Tori Amos discovery through Lust leads to Abnormally Attracted to Sin

Tori Amos discovery through Lust leads to Abnormally Attracted to Sin

tori amos entered one writer’s life through “Lust,” a song she found while digging for music tied to Charmed. The track came through online searches and LimeWire, then sent her toward Abnormally Attracted to Sin and a private, years-long attachment that outlasted the usual peer cues.

From Charmed to Lust

The first discovery was narrow and accidental: the writer was looking up songs from episodes of Charmed when she landed on Amos’ “Lust.” She says it sounded unlike anything else she was hearing, which sent her deeper into the catalog instead of back to the same playlists everyone else around her was using.

That path led to Abnormally Attracted to Sin, then to Amos videos played on loop late at night with headphones in. The routine mattered as much as the songs. This was not a handoff from a friend or a shared trend; the writer says no one pointed her toward Amos, and she followed the thread because she wanted to.

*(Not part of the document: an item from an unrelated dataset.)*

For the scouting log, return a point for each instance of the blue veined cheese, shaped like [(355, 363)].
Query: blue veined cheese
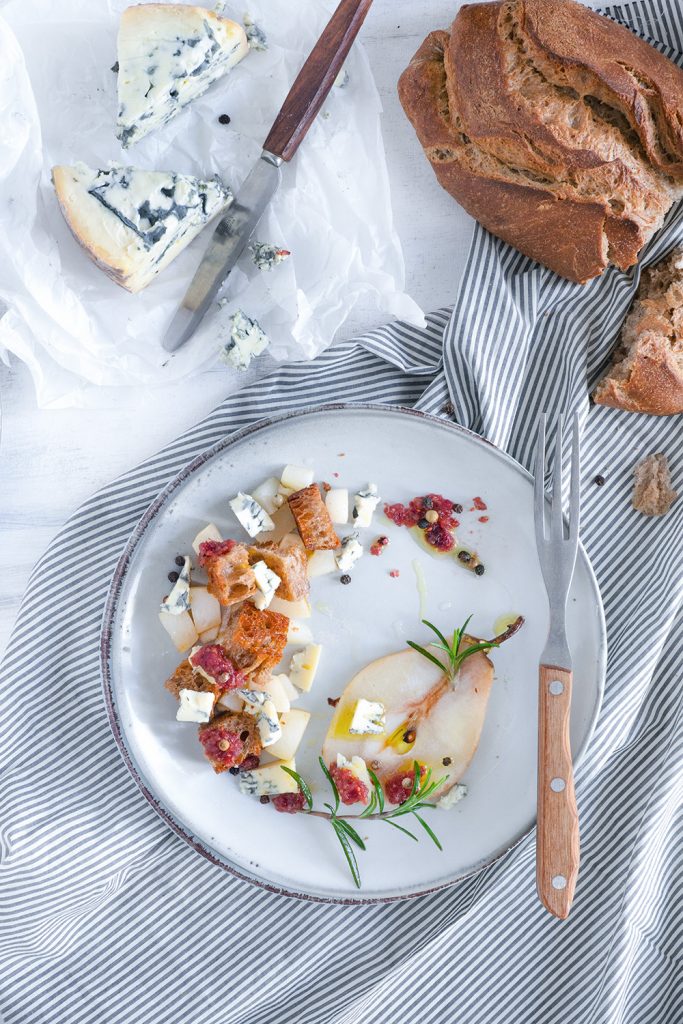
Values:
[(369, 718), (196, 706), (269, 780), (453, 797), (178, 600), (349, 554), (259, 704), (365, 504), (265, 256), (132, 222), (169, 54), (256, 37), (247, 341), (254, 518), (267, 583)]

Brown, the suburbs and business school

The writer ties that listening to her own distance from the people around her. She says her infatuation with Amos was off brand for her stated interests and peer group, and that she was one of the only brown kids in her Brown class. Amos became a form of self-expression and reflection through adolescence, college, business school and law school.

Her father called Amos’ music depressing. The writer heard something else: a way to push back silently against the suburbs, the Ivy League and the professional world without having to announce the rebellion out loud.

Silent All These Years

Last year, on one of the first dates with her girlfriend at the time, the writer projected music videos in her apartment and chose Amos’ “Silent All These Years.” The next day she joked about whether she had scared her date off with her music taste.

The reply landed cleanly: “You were not wrong with that hypothesis,” The line is funny because it also closes the loop on the essay’s larger point. Amos was never just background music; for this listener, she became a test of identity, taste and how much of herself she could put in a room before someone else answered back.